Rio diz ao STF que metas para reduzir superlotação em presídios são ‘impossíveis’

Estado afirma não ter verba nem para construir um único presídio e pede que Supremo reveja exigências do programa “Pena Justa”, que prevê fim da superlotação até 2028.

Com mais de 45 mil presos, déficit de 17,4 mil vagas e um sistema em colapso, o governo do Rio de Janeiro declarou ao Supremo Tribunal Federal (STF) que não tem condições de cumprir as metas impostas pelo programa ‘Pena Justa’, que exige o fim da superlotação carcerária em até três anos.

O alerta foi feito em recurso contra decisão do ministro Luís Roberto Barroso, relator da ADPF 347, responsável por definir o plano de reestruturação do sistema prisional nacional.

Estado diz que metas são “irrealizáveis” e levariam 12 anos para serem cumpridas

Hoje, o Rio tem 46 mil detentos distribuídos em 51 unidades — uma taxa de ocupação 61% acima do limite, segundo dados enviados ao STF. Para atender às determinações, seria necessário construir 20 novos presídios, cada um com mil vagas, ao custo total de R$ 1,4 bilhão. Em recuperação fiscal e com cofres no limite, o Estado disse que só conseguiria alcançar esse número em 12 anos, e não em três.

Barroso homologou o plano apresentado por 14 estados e fez ressalvas aos demais, incluindo o Rio, criticando inclusive o uso do termo “panracial” para descrever o perfil dos presos — nomenclatura inexistente em políticas públicas.

O ministro também rejeitou a proposta estadual de manter a taxa de ocupação de 1,34 preso para cada 0,746 vaga, incompatível com a meta nacional de 1 preso por vaga.

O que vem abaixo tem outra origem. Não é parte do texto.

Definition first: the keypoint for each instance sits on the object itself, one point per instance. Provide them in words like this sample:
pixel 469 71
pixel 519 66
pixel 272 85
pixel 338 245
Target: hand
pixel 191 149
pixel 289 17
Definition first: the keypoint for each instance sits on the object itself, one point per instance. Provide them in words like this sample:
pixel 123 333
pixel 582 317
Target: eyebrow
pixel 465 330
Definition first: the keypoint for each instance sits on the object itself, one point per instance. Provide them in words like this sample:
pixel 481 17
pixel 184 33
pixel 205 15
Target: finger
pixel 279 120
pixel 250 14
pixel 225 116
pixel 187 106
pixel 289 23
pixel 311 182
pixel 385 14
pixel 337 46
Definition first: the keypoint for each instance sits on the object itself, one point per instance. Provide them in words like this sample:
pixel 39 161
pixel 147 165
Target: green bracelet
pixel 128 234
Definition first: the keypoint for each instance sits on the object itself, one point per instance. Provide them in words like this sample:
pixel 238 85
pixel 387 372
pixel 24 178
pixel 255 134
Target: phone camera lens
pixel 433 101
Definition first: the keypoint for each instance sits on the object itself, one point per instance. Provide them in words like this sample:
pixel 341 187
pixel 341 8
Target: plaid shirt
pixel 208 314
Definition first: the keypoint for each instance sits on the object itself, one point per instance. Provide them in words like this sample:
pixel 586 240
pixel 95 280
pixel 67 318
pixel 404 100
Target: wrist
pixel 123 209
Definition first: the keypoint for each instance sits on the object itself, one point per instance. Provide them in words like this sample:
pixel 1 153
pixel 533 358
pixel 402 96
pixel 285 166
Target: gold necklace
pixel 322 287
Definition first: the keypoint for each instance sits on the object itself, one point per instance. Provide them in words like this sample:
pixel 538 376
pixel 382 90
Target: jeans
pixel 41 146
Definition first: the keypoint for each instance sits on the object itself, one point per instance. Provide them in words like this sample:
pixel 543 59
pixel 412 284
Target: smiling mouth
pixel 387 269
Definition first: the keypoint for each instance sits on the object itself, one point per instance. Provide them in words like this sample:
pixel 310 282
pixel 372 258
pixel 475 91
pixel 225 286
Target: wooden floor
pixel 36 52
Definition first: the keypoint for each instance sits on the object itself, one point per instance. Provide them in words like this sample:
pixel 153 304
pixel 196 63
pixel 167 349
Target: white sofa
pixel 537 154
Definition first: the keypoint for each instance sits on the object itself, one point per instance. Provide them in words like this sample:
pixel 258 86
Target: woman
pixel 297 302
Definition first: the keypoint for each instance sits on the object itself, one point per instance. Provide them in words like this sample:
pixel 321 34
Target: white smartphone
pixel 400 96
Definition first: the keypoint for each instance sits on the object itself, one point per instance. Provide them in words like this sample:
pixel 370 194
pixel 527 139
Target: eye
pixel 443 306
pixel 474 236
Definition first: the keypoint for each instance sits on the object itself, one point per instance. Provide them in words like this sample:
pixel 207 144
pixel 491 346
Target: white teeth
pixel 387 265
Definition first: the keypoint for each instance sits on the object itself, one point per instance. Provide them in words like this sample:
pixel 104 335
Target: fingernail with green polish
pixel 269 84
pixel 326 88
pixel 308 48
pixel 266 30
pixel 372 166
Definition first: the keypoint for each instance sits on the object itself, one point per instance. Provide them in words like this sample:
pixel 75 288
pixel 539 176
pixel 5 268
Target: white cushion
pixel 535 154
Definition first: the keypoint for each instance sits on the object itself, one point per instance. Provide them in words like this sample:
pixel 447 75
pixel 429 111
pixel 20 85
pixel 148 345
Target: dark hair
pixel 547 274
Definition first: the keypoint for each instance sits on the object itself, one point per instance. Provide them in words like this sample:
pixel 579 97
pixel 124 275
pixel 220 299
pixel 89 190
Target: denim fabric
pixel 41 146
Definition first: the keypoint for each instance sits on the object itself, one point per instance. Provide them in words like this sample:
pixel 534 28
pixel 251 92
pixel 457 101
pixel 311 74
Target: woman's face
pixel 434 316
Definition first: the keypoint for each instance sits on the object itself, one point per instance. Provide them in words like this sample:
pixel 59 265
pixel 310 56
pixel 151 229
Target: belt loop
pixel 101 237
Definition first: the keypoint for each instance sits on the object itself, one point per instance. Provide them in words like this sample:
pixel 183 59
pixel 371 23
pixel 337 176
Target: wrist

Pena Justa quer controle de vagas, prédios adequados e políticas de reintegração

O plano estipula que, até dezembro de 2028, os estados devem:

  • manter ocupação de 1 preso por vaga;
  • melhorar padrões de construção e manutenção das unidades;
  • reforçar programas de reintegração social;
  • implementar políticas contra tratamentos degradantes e desumanos.

O Rio pediu que Barroso considere “questões regionais”, como a atuação de várias facções criminosas e a falta de recursos. Se não houver flexibilização, solicita que o caso seja levado ao plenário do STF.

Sem verba nem para um presídio

De acordo com a Procuradoria-Geral do Estado, o orçamento previsto para 2026 reserva R$ 46 milhões para obras no sistema prisional — valor insuficiente até mesmo para construir um único presídio, cujo custo estimado é de R$ 51 milhões.

Embora a Secretaria de Administração Penitenciária tenha iniciado um projeto para criar 20 mil vagas no sistema, a própria pasta admite que a conclusão só ocorrerá em 12 anos, demandando investimento superior a R$ 1,4 bilhão.

Falta de água, esgoto precário, risco sanitário e insegurança

O documento enviado ao Supremo aponta condições críticas:

  • unidades passam dias sem fornecimento regular de água potável;
  • presos armazenam água em recipientes inadequados, com risco de contaminação;
  • instalações sanitárias quebradas, ausência de chuveiros e esgoto irregular;
  • superlotação gera promiscuidade forçada e violações de privacidade;
  • riscos à segurança aumentam, com possibilidade de fugas e violência interna.

Número de servidores também preocupa

O Rio informou ter cerca de 9 mil policiais penais, resultando em uma proporção de 5,1 presos por servidor — o dobro do recomendado internacionalmente (2 a 3 por servidor).
No Complexo de Gericinó, onde está mais da metade dos detentos do estado, essa proporção chega a 7 presos por servidor.

Governo pede revisão da meta de ocupação 1:1

A Procuradoria pediu que o STF reconsidere a determinação de uma vaga para cada preso em três anos, já que o déficit atual ultrapassa 17 mil vagas.

A Secretaria de Administração Penitenciária afirmou respeitar as decisões do Supremo, mas destacou que o recurso visa adequar o cronograma à realidade fluminense, marcada por déficit histórico de vagas e limitações orçamentárias.

A pasta reforçou o compromisso com a modernização das unidades, a segurança e a melhoria das condições prisionais.